Una propuesta sensorial
Inmersión, decíamos antes, que lejos de limitarse a acercar la cámara a sus actores, se vuelve más palpable y viva según avanza la trama. Atardecer nace como un thriller con un macguffin en forma de hermano perdido, pero crece como una propuesta ligada a lo experiencial, desatada de convenciones y géneros, sobre lo que acontece justo antes de que todo estalle.

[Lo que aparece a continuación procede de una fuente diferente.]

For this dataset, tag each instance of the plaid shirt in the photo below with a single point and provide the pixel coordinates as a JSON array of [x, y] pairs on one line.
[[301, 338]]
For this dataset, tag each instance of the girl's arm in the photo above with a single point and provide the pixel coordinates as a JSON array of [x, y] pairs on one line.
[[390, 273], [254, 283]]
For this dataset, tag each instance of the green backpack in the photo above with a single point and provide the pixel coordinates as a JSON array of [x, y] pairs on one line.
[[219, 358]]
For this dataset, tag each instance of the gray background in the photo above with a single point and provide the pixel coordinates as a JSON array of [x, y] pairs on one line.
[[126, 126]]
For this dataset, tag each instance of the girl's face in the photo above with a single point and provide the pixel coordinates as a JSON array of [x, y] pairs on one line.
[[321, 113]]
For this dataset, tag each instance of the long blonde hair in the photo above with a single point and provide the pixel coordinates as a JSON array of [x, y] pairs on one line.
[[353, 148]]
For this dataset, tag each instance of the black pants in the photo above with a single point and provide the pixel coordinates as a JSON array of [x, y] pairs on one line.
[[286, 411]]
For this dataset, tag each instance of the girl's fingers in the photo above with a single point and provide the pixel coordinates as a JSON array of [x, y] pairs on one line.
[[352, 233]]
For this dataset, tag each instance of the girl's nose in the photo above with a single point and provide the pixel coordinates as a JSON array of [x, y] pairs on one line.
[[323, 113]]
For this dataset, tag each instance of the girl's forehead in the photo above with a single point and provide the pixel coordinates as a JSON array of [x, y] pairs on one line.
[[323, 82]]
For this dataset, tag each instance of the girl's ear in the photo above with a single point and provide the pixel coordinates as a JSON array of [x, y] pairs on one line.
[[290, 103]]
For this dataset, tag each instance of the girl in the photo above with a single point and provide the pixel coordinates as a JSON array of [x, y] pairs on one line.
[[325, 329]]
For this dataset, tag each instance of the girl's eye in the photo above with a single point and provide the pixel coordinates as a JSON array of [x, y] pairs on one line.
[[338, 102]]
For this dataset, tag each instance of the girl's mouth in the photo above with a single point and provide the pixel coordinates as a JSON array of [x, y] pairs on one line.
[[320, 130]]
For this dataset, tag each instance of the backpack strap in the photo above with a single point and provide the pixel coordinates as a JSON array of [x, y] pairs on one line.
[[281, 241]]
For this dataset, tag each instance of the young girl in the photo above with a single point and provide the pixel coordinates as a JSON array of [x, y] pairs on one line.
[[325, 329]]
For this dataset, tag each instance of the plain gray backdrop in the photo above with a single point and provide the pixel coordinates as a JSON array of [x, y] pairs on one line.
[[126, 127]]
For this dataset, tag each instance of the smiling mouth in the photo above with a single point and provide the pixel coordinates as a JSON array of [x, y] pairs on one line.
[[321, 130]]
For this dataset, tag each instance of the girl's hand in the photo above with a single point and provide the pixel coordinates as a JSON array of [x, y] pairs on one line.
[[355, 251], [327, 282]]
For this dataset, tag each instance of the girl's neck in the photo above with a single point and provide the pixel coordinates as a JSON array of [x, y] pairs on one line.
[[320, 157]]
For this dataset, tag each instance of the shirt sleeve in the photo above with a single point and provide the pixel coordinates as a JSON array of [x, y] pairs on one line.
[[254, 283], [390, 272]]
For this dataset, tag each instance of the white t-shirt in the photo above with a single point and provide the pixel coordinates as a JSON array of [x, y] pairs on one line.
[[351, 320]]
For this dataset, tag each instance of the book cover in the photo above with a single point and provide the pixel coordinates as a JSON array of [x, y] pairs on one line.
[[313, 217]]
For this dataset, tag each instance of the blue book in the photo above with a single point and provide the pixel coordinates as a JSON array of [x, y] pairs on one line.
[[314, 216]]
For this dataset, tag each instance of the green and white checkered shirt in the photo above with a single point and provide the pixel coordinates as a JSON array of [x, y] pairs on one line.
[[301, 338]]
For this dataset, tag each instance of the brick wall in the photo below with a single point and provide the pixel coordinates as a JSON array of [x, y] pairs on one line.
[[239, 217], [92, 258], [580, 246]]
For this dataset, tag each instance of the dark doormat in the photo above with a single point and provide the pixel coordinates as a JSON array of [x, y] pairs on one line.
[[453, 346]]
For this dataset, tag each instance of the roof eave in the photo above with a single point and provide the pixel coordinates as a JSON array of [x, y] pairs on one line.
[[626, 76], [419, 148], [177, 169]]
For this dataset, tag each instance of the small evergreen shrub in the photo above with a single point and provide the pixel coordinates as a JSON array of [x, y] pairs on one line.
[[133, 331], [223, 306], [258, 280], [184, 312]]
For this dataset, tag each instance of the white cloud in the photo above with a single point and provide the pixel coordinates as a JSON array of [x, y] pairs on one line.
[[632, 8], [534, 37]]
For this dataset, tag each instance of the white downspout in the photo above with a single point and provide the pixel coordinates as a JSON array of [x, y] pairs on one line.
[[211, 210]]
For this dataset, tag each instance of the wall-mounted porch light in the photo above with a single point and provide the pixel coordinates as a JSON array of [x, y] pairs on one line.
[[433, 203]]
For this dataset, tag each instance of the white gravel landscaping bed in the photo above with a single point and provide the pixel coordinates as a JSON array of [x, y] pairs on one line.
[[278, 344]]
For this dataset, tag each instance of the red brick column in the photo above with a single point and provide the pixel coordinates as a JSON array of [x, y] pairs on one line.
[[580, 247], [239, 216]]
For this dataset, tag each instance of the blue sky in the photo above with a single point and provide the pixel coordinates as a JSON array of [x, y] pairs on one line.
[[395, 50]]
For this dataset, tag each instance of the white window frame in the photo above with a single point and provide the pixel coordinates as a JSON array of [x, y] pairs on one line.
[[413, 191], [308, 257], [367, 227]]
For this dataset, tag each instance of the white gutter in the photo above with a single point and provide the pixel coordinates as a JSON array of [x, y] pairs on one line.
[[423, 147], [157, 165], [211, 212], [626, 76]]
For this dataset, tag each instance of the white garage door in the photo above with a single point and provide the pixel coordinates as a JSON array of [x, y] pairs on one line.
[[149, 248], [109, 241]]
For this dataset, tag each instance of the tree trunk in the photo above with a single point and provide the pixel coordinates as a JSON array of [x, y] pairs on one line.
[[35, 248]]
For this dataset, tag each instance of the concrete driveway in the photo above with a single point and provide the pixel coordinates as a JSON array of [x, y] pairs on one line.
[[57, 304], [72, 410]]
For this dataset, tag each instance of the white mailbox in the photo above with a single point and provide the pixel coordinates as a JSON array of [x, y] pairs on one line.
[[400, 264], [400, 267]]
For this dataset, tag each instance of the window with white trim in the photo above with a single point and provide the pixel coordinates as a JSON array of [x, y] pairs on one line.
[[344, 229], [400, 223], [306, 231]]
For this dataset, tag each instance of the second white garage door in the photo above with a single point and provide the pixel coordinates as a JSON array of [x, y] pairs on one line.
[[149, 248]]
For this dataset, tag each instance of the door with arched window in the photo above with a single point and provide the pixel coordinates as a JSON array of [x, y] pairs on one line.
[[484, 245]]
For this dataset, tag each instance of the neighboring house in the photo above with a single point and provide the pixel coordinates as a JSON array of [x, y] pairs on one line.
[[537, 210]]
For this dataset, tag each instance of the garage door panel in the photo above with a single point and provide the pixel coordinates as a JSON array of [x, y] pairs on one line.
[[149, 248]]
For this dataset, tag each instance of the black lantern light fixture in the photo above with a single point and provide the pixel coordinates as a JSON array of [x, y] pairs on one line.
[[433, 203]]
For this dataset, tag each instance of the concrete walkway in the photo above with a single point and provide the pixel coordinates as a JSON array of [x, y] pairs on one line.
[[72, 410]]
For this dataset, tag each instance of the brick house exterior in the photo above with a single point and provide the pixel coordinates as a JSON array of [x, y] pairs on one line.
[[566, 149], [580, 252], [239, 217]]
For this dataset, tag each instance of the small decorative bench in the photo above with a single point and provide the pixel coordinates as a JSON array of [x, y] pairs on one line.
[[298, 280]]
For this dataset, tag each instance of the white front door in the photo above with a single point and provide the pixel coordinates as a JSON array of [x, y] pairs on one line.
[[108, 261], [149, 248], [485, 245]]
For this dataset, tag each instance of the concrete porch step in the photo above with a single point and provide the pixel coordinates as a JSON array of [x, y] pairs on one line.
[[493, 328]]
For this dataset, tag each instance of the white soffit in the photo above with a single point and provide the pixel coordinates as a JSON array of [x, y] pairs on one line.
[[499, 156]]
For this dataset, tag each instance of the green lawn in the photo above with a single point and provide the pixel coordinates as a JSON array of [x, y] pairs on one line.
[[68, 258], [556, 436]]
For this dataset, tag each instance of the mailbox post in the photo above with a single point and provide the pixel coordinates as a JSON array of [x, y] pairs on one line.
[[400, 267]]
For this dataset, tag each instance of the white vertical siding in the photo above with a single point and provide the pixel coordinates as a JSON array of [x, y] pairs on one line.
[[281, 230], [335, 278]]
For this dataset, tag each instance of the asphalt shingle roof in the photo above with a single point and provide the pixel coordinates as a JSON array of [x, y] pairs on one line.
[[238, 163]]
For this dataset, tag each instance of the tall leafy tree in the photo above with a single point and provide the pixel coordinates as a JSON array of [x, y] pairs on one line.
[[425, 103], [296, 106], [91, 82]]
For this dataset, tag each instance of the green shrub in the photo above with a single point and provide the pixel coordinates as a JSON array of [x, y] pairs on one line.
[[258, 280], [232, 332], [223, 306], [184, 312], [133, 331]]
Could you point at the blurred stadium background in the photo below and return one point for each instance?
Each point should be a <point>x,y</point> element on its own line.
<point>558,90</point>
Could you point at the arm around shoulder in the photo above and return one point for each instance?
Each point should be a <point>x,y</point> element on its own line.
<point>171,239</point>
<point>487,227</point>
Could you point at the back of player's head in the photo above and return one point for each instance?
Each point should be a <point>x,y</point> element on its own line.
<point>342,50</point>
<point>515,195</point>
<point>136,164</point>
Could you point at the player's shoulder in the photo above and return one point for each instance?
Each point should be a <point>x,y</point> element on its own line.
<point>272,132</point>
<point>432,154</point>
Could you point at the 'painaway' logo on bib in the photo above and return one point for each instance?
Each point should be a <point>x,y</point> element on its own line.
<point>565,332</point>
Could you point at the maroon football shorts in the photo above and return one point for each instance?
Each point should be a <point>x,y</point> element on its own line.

En este sentido, el trabajo de László Nemes ha ganado en complejidad y recursos en estos tres años. Aunque su estilo ya resulte del todo reconocible, ahora la cámara suele respirar más para captar algo del entorno. Y los infinitos planos secuencia -recurso tan odiado como amado- de El hijo de Saúl, dejan paso al juego con un montaje dispuesto para incomodar al espectador. Para provocarle perplejidad, un sentimiento que a veces precede al desastre. A esto se suma un diseño de sonido que este año sólo puede compararse al de Roma, en la minuciosidad y profusión de elementos que tornan vívido lo que rodea a cada personaje.
Atardecer propone un impresionante ejercicio de memoria histórica que nos sitúa a las puertas de la Primera Guerra Mundial. Pero para hacerlo, prefiere no recurrir a ambientaciones fastuosas, sino vivir con su protagonista la progresiva oscuridad moral que creció en los corazones de quienes iniciaron la contienda. Antes de caer una larga noche que duraría cuatro y dejaría al mundo entero bañado en sangre.